Wednesday, January 23, 2013

Not that Shakespeare!

There's no denying the men's club aspect to the culture of writers in London, during the 1890s. Even the Bohemian arts movement excluded women in London in ways that women were included in France. This, however, doesn't mean that women didn't participate! One example is Olivia Shakespear.

In the 1890s, Shakespear was a novelist and she didn't just sit at home writing novels under a pseudonym. Shakespear used her real name on all of her publications. She got out of the house, was active in London's writerly circles, most notably with William Butler Yeats.
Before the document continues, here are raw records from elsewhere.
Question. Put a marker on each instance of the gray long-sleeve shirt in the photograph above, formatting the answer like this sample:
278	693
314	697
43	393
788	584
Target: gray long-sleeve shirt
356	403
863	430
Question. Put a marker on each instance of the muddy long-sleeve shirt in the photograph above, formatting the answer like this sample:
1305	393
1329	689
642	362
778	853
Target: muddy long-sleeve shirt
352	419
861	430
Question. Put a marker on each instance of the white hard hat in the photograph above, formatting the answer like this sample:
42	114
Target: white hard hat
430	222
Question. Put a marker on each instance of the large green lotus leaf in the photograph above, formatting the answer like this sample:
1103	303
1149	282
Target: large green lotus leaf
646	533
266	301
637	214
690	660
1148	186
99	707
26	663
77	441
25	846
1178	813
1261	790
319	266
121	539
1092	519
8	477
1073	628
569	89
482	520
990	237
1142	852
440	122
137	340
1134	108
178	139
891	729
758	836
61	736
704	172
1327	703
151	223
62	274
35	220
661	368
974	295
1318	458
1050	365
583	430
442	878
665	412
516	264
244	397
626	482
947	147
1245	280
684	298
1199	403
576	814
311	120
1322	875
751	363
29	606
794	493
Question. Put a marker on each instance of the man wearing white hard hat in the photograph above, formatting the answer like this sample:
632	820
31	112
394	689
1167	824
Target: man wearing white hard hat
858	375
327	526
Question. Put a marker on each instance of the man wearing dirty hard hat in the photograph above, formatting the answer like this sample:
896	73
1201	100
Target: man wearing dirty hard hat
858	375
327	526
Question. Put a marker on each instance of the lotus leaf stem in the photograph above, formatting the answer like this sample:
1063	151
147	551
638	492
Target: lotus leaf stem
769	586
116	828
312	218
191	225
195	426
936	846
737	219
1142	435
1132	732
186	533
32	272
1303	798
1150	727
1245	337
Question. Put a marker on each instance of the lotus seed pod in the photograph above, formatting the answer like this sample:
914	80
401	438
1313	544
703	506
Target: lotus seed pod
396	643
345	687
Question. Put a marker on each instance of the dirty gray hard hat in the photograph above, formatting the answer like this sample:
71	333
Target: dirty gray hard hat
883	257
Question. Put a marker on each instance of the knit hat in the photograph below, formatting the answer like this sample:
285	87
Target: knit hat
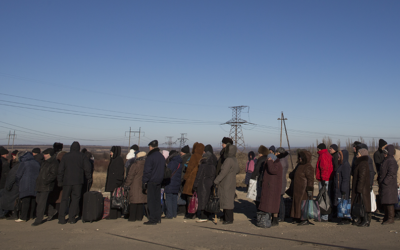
363	152
49	151
36	150
153	144
382	143
334	147
135	147
227	140
185	149
208	148
272	148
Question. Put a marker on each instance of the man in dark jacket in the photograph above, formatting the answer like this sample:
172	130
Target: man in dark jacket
73	166
153	175
45	183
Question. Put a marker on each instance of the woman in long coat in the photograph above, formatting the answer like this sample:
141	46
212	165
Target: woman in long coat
361	186
271	188
115	177
191	172
205	180
134	180
342	181
388	184
226	181
303	185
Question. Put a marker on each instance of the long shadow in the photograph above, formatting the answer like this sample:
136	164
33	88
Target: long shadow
280	238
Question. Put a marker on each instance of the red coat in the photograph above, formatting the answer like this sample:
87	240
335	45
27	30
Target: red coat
324	169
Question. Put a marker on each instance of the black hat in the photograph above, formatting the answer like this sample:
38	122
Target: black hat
153	144
135	147
185	149
334	147
208	148
272	148
227	140
49	151
36	150
382	143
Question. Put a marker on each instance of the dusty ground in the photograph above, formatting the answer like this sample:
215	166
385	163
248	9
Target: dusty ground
187	234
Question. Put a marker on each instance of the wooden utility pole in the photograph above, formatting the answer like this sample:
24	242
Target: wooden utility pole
281	119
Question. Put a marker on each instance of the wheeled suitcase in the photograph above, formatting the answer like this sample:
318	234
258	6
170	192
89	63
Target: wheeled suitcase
92	206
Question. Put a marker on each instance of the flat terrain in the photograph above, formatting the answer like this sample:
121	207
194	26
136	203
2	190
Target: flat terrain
187	234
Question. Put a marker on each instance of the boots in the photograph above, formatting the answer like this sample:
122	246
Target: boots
390	215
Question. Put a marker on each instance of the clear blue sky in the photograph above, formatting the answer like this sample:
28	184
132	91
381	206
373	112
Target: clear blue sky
89	70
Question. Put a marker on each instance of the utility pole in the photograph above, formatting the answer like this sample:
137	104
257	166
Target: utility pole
281	119
236	133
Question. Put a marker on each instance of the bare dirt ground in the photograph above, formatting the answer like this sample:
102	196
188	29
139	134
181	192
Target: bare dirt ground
187	234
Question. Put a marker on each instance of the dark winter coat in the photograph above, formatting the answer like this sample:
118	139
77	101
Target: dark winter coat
303	181
115	171
27	174
5	168
205	178
388	178
47	175
285	168
134	181
173	185
271	187
154	167
11	190
73	166
226	180
342	178
361	182
193	167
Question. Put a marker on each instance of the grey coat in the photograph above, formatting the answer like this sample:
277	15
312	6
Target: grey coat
226	179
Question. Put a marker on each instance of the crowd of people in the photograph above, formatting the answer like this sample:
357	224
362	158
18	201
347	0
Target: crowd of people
53	182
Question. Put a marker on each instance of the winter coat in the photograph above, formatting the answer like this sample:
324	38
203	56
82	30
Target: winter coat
303	181
324	168
47	175
134	181
193	167
27	174
271	187
185	163
5	168
285	168
205	178
361	181
342	178
73	166
11	189
154	167
174	183
388	178
115	171
226	180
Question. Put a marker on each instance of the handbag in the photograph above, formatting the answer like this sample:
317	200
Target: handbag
194	203
252	192
213	205
324	201
358	209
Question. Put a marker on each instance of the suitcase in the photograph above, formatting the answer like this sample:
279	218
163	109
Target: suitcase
92	206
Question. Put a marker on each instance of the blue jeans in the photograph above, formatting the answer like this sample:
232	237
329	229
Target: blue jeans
171	205
325	216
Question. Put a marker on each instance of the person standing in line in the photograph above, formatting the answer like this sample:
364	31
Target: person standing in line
73	166
226	181
324	171
153	175
45	183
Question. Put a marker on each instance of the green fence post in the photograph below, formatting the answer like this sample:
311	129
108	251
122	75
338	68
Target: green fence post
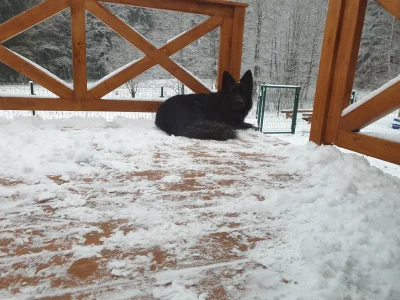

Shakespear and Yeats met on 16 April 1894, at the launch party for the Yellow Book. Shakespear captivated Yeats instantly. Of the occasion, he wrote in his memoirs:
At a literary dinner where there were fifty or sixty guests I noticed opposite me, between celebrated novelists, a woman of great beauty. Her face had a perfectly Greek regularity, though her skin was a little darker than a Greek's would have been and her hair was very dark. She was exquisitely dressed with what seemed to me very old lace over her breast, and had the same sensitive look of distinction I had admired in Eva Gore-Booth. She was, it seemed, about my own age, but suggested to me an incomparable distinction.
After that night, the two became great friends, who would share literary ideas and notions. Though they were both married, in time, they also became lovers. This romance, of course was always overshadowed by Yeats' obsession with Maud Gonne, who he met in 1889 and pursued for decades. Consequently, Shakespear's affair with Yeats was probably overwhelming intellectual. They made many friends through this affair as well. Shakespear introduced Yeats to Ezra Pound in May 1909.


Shakespear shouldn't have been having an affair anyway. Shakespear was Olivia's married name. Her maiden name was Tucker. There doesn't appear to be any relation to the bard.